The Society

Mini-interviews Juliana Cesano

The Society MI JC 2

  1. What’s your name, where are you from and how long have you been a member of the TS? 

My name is Juliana Cesano. I am originally from Argentina and have been living in the USA since 2007. I have been a member of the TS since 1996.

  1. Are you active in your Lodge/Section and if so, what do you do? 

I have been part of the staff at the National Center of the TS in the USA for the last 15 years. I wear a few hats, but most of my time goes to being the manager of the Quest Bookshop. I also teach. I feel passionate about sharing my small findings with others. I tend to focus on the transformational power of spiritual practices.

  1. How did you first learn about Theosophy or come in contact with the Society? 

My two brothers and I were lucky to have a father who was deeply interested in the spiritual life and became very involved in the Society’s work when we were children. My father’s uncle was the founder of the Lodge I grew up in and that’s how he became in touch with the TS. I have memories of a friend and I playing in the library of the house where the Lodge met, and hiding under the chairs during the lectures in the main hall. When my older brothers became teenagers, our dad started a youth group to gather all the children of the members in the area who were interested in Theosophy. He had and still has a special skill to create enthusiasm and inspire others. He doesn’t remember how old I was when I started attending the youth group meetings but he remembers that when sitting on the chair my feet didn’t touch the floor. That group encouraged several other youth groups in the country. After a few years we started meeting at the National Center in San Rafael during the summer and organized our own retreats twice or three times a year. Dad became the General Secretary of the Section at the time I formally joined the TS as a member, at 17. He supported the youth movement wholeheartedly and gave us license to do many things that we probably wouldn’t have been allowed to do if it wasn’t because he trusted his own children. I was one of the youngest ones and till today, the friendships I formed back then are still my closest ones.

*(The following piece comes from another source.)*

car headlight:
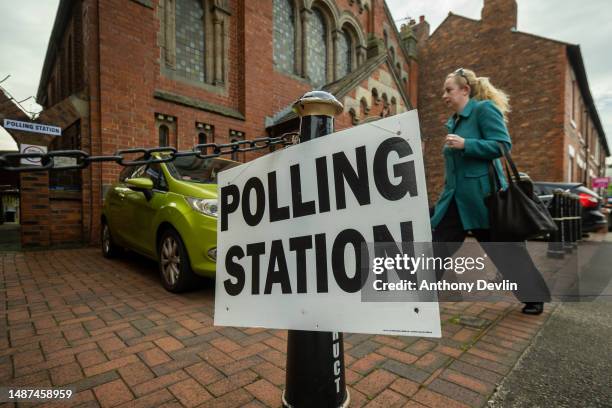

While sitting in circles under the trees, reflecting on the teachings of Light on the Path and so many others, meditating in the mornings, and cooking our own meals, we forged something much more meaningful than we could have possibly imagined. 

  1. What does Theosophy mean to you?

I was asked this question before, and the answer is still the same: everything. Like many others reading these words, my days turn around the notion that we are One and every day is a new opportunity to drop another veil that will make that reality more and more transparent. My daily energy goes to support the Theosophical Society and its mission in this suffering world.

  1. What is your favorite Theosophical book and why? 

So many books have inspired me profoundly, both written by TS members and by mystics of different traditions, that I cannot pick one. The same with people. I have been inspired by so many people inside and outside this movement that I can only express gratitude to all of them. Sometimes reading outside the so-called “Theosophical books” into the teachings of different world religions helped me greatly to understand Theosophy better, and have glimpses of the golden thread connecting them all. But with time I have come to realize that a book is just the very beginning of a much longer and richer process. Although I cannot name my favorite book, I can certainly name my favorite practice, which is silence. 

  1. What in your opinion is the biggest challenge the TS is facing at the moment? 

I think the TS faces challenges continually and in many directions. Some challenges are very specific to certain areas of the globe. Theosophists share unique behavioral patterns in different countries, so the challenges are a bit different in each region. But what I can venture to say is that one of the challenges we face is recognizing that each one of us comes with a different temperament that needs to be perceived, acknowledged, and nurtured. That is how we make this life our home. When we don’t feel at home, life is hostile. So, making the TS a home for all temperaments, and encouraging one another in our strengths is one of our challenges. That requires a certain open mindedness but also a clear seeing–the ability to see the other with a type of love that reveals to us how to aid and encourage them in their own path. Then, at the root of all challenges, is the risk of staying on the surface of teachings instead of becoming spiritually mature. Becoming good at talking about things we don’t know how to live.

  1. Is there anything you would wish for the future of the Theosophical Movement? 

More than anything, I wish the world to become a living embodiment of the theosophical way of being. That the Divine Wisdom becomes a reality in the hearts of all people so that there is no longer a need for a Theosophical Movement. 

From the editor:

Opinions and ideas expressed in the mini-interviews are exclusively of those who are being interviewed. They don’t necessarily represent the ideas and opinions of the compilers of Theosophy Forward. The responses of the interviewees are not edited for content. Some contributors give short answers to the questions while others touch upon the subject more elaborately.